Another essential factor involved in H. pylori-related consequences is the alteration of the microbiota. Though researchers have only just begun to study and understand the effect of modifications of the microbiota on humans, a higher microbiota diversity is generally associated with better health, playing an essential role in human well-being.⁴⁴ H. pylori infection significantly modifies the bacterial composition of the gastric microbiota, the strongest association being with Prevotella copri and members of the Clostridiales family, whereas it depletes the abundance of Clostridium, Coprococcus, and Ruminococcus, even in asymptomatic children. Prevotella copri is considered an immune-relevant gut microbe that has also been associated with the development of various inflammatory diseases.^45-47 Hence, the abundance of Prevotella copri in H. pylori-positive children could be related to changes in the intestinal immune environment, making them susceptible to inflammation and diseases.^34,45 This would support the affirmation expressed by David Y. Graham that H. pylori is not a good bacterium in any case and its presence cannot be wholesome.⁴⁸ In addition, studies demonstrating that infected children have serum biomarkers of gastric damage confirm the pathological role of H. pylori, even in pediatric age.^29-33,48 Over the course of their lives, H. pylori-positive children will almost surely be affected by minor pathologies such as peptic ulcers, anemia, thrombocytopenic purpura, and failure to thrive, and possibly even gastric malignancies.² Therefore, if these alterations could be prevented, patients would be less susceptible to these conditions.
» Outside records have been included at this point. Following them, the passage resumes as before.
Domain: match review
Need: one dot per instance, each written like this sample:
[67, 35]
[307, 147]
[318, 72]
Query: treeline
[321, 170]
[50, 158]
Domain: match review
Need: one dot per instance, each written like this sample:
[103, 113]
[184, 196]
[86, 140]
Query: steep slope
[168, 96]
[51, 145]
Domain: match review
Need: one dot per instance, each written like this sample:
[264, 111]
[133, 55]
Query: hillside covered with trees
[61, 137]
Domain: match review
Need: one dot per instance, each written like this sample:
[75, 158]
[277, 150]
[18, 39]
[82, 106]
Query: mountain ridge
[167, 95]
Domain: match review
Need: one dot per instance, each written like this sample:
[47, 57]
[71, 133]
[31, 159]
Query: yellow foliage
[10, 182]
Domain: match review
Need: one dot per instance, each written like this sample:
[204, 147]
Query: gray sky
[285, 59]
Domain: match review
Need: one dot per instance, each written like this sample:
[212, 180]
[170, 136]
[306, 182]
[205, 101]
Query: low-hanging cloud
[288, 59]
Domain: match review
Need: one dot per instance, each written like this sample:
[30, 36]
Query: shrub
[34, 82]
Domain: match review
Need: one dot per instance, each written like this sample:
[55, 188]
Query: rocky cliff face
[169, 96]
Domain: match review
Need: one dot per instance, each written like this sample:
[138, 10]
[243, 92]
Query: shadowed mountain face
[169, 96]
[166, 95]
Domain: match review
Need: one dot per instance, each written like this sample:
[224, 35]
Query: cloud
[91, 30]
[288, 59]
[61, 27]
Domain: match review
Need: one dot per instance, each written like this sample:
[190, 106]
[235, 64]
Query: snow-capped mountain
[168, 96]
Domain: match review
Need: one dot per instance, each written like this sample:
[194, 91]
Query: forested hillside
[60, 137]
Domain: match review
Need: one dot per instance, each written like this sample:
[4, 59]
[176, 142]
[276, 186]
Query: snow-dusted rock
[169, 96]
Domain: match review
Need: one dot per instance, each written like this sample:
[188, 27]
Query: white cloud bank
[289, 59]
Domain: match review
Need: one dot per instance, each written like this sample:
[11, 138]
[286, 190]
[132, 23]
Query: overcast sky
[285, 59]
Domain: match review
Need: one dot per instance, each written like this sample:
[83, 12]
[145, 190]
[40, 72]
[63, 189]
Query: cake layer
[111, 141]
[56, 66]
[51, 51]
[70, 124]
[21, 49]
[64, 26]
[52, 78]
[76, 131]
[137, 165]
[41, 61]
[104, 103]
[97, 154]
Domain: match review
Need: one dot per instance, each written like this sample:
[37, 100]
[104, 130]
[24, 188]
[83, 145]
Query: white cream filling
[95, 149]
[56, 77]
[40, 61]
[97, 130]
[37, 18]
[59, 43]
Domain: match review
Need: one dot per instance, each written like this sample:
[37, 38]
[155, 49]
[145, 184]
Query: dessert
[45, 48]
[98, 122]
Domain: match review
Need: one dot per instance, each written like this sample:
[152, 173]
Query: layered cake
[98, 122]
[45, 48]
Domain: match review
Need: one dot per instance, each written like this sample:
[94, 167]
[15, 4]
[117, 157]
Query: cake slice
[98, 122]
On the other hand, as H. pylori has existed in humans for a very long time, some authors believe it could be a possible commensal of the gastric microbiota, thus with a supposed beneficial role.^49,50 Several studies have found an inverse correlation (called “protective”) between H. pylori and certain pathologies, such as asthma, allergic diseases, and gastroesophageal reflux, but the “hygiene hypothesis” has failed to prove this positive association.^51-56 Many studies have shown that H. pylori represents a surrogate for the hygiene hypothesis; it has been shown that in regions where H. pylori has a low prevalence, the prevalence of asthma, atopy, and gastroesophageal reflux is also low. In fact, in Malaysia, Zanzibar and Java, for example, H. pylori prevalence is low, and at the same time obesity, asthma, and gastroesophageal reflux are uncommon.^52,57,58 Therefore, it could be argued that the proposition that H. pylori in children should not be eradicated because the incidence of asthma and gastroesophageal reflux might increase should be rejected. Nevertheless, as Thomas Henry Huxley wrote, “the great tragedy of science is the slaying of a beautiful hypothesis by an ugly fact.” In fact, an increase in hygienic and economic conditions associated with a decrease in infectious diseases during childhood may be the cause of the rise of asthma, rhinitis and atopy.⁵⁹

Without a doubt, H. pylori increases the risk of gastric cancer, but it can also cause several minor pathologies which often implicate a heavy burden on both patients and the healthcare system; therefore, it is unlikely to think it could be useful for humans, even for children.^10,53,59,60 It is thus probable that H. pylori is always harmful and that humans are better off without it, as clearly expressed in the statement: “The only good H. pylori is a dead H. pylori.”⁴⁸

The “wait and see” attitude, leaving the decision to eradicate the infection to adult gastroenterologists, may underestimate the related minor sequelae in relation to children. Although there is no consensus on the age for screening for H. pylori infection in children, recent studies suggest that the ideal age to treat H. pylori-positive children could be about 10 to 12 years of age, because these children already have biomarkers of gastric damage.^9,29 The infection is most frequently acquired in childhood, and according to the experimental work of Cao et al the earlier the acquisition of infection, the higher the risk of onset of carcinogenesis.^61,62 Moreover, some studies have demonstrated that eradication therapy has proven to be effective in restoring the gastric mucosal layer in both adults and children following the appearance of pre-malignant lesions, such as gastric atrophy and intestinal metaplasia.⁶³ Nevertheless, additional studies are needed to better evaluate and investigate this matter.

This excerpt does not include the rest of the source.